Cuando aún era muy pequeño —tendría unos ocho o nueve años— empecé a leer la Biblia. No me acuerdo cuándo ni por qué lo hice. Pero una vez que había empezado, no dejé de hacerlo… el Señor puso en mi joven corazón un creciente amor por su Palabra.

Durante varios años yo daba por sentado que era creyente. En el primer año de la educación secundaria, decidí asistir a las reuniones semanales del estudio bíblico de mi instituto. Había varios profesores que eran creyentes fieles y dedicaban su tiempo libre a los chicos que asistíamos al grupo. Nos animaban a leer y estudiar la Biblia, y nos traían libros para ayudarnos a entender mejor la Palabra de Dios.

Así fue como llegué a darme cuenta de que aún no era creyente y que necesitaba serlo.

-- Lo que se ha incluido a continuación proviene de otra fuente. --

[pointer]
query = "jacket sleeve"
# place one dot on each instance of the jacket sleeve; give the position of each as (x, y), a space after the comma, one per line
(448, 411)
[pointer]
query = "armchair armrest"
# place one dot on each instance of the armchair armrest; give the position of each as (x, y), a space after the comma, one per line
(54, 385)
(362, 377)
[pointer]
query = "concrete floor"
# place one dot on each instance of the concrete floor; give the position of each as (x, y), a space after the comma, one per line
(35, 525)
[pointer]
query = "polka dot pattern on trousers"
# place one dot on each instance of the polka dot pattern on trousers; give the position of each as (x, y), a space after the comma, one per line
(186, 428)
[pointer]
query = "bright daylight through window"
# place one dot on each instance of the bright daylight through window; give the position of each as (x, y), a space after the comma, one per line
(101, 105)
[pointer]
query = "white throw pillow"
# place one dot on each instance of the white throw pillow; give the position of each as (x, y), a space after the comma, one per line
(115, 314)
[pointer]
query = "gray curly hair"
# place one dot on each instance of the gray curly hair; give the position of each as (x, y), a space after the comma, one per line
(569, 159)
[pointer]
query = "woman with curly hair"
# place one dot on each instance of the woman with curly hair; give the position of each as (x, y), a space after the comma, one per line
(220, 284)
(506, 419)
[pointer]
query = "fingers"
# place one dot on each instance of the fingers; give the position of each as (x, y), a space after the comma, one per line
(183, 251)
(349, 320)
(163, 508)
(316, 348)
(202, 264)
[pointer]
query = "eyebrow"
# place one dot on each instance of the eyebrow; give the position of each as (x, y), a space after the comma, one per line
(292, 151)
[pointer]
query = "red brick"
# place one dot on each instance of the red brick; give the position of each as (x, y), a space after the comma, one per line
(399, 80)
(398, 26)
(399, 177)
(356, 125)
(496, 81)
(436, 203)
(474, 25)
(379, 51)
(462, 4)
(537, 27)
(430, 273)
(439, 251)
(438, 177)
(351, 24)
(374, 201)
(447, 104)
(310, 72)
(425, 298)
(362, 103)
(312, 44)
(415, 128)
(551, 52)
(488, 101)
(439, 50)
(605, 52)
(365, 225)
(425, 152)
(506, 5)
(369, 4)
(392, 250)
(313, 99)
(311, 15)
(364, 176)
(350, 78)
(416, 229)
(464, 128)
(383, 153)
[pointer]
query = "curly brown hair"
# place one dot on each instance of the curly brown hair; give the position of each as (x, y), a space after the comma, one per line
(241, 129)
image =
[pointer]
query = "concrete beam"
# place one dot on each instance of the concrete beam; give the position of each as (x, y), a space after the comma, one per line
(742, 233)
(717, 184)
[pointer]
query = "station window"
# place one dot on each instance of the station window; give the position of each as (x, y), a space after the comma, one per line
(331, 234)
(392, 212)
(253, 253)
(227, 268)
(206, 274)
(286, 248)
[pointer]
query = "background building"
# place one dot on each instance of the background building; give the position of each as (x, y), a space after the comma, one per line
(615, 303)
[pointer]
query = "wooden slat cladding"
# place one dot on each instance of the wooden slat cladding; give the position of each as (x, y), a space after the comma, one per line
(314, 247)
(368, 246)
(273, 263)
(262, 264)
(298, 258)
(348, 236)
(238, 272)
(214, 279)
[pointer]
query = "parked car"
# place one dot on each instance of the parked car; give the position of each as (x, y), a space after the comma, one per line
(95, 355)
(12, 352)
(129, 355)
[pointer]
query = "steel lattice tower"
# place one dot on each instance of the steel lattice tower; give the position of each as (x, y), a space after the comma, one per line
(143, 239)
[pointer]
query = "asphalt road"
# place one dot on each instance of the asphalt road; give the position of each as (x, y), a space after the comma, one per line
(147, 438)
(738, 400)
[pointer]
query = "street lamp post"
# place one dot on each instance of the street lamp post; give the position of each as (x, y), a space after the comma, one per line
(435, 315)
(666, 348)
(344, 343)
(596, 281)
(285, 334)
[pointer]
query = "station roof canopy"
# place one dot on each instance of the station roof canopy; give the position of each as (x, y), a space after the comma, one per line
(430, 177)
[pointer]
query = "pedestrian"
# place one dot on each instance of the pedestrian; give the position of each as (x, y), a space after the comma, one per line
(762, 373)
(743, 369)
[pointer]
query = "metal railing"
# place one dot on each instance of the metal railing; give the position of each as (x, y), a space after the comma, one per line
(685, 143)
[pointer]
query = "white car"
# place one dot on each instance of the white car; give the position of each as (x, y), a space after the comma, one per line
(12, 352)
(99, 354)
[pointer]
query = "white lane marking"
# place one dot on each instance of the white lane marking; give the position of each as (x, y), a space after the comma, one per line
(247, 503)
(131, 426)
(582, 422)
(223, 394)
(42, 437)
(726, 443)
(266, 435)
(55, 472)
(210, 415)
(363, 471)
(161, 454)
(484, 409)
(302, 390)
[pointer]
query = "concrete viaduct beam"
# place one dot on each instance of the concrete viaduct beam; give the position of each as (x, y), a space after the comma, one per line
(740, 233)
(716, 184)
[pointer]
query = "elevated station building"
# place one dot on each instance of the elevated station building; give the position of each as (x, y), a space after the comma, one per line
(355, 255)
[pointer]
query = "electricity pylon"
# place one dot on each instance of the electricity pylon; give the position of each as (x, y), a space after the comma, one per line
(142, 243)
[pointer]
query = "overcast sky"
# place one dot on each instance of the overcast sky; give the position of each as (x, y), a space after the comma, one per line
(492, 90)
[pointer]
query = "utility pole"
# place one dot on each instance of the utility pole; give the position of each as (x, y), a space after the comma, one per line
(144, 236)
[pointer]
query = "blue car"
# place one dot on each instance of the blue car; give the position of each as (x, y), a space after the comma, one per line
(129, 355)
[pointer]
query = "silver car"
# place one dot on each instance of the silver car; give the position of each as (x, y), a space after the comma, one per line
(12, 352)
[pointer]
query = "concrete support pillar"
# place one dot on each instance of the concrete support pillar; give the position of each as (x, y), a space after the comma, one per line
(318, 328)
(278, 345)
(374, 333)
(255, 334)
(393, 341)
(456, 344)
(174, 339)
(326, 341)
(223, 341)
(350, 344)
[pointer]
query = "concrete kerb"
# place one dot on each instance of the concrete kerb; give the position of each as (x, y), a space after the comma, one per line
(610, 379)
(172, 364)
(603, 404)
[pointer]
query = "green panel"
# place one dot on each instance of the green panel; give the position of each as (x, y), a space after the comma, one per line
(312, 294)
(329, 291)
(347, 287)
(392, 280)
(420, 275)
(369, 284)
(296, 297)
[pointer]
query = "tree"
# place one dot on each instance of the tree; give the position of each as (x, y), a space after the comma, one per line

Una noche, en la tranquilidad de mi cuarto, oré al Señor y le pedí que me hiciera un cristiano de verdad y tomara las riendas de mi vida. Yo tenía once años.

Aunque ya no me acuerdo de todos los detalles —¡han pasado más de cincuenta años!— creo que uno de los pasajes de la Biblia que más me impactaron fue Lucas 5:31-32: «Los sanos no tienen necesidad de médico, sino los que están enfermos. No he venido a llamar a justos, sino a pecadores al arrepentimiento». Aquellas palabras de Jesús me ayudaron a entender que yo era un joven enfermo espiritual que necesitaba urgentemente al Doctor Jesús. Y acudí a Él. ¡Él me sanó! ¡Me salvó!

Hay algunas conversiones muy dramáticas, como la de Saulo de Tarso. Hay otras más tranquilas, como la del joven Samuel. Creo que el Señor nos ha dado ejemplos de ambos tipos de conversiones para que nadie se sienta ni demasiado bueno para necesitar a Jesús, ni demasiado malo para poder ser salvado por Él.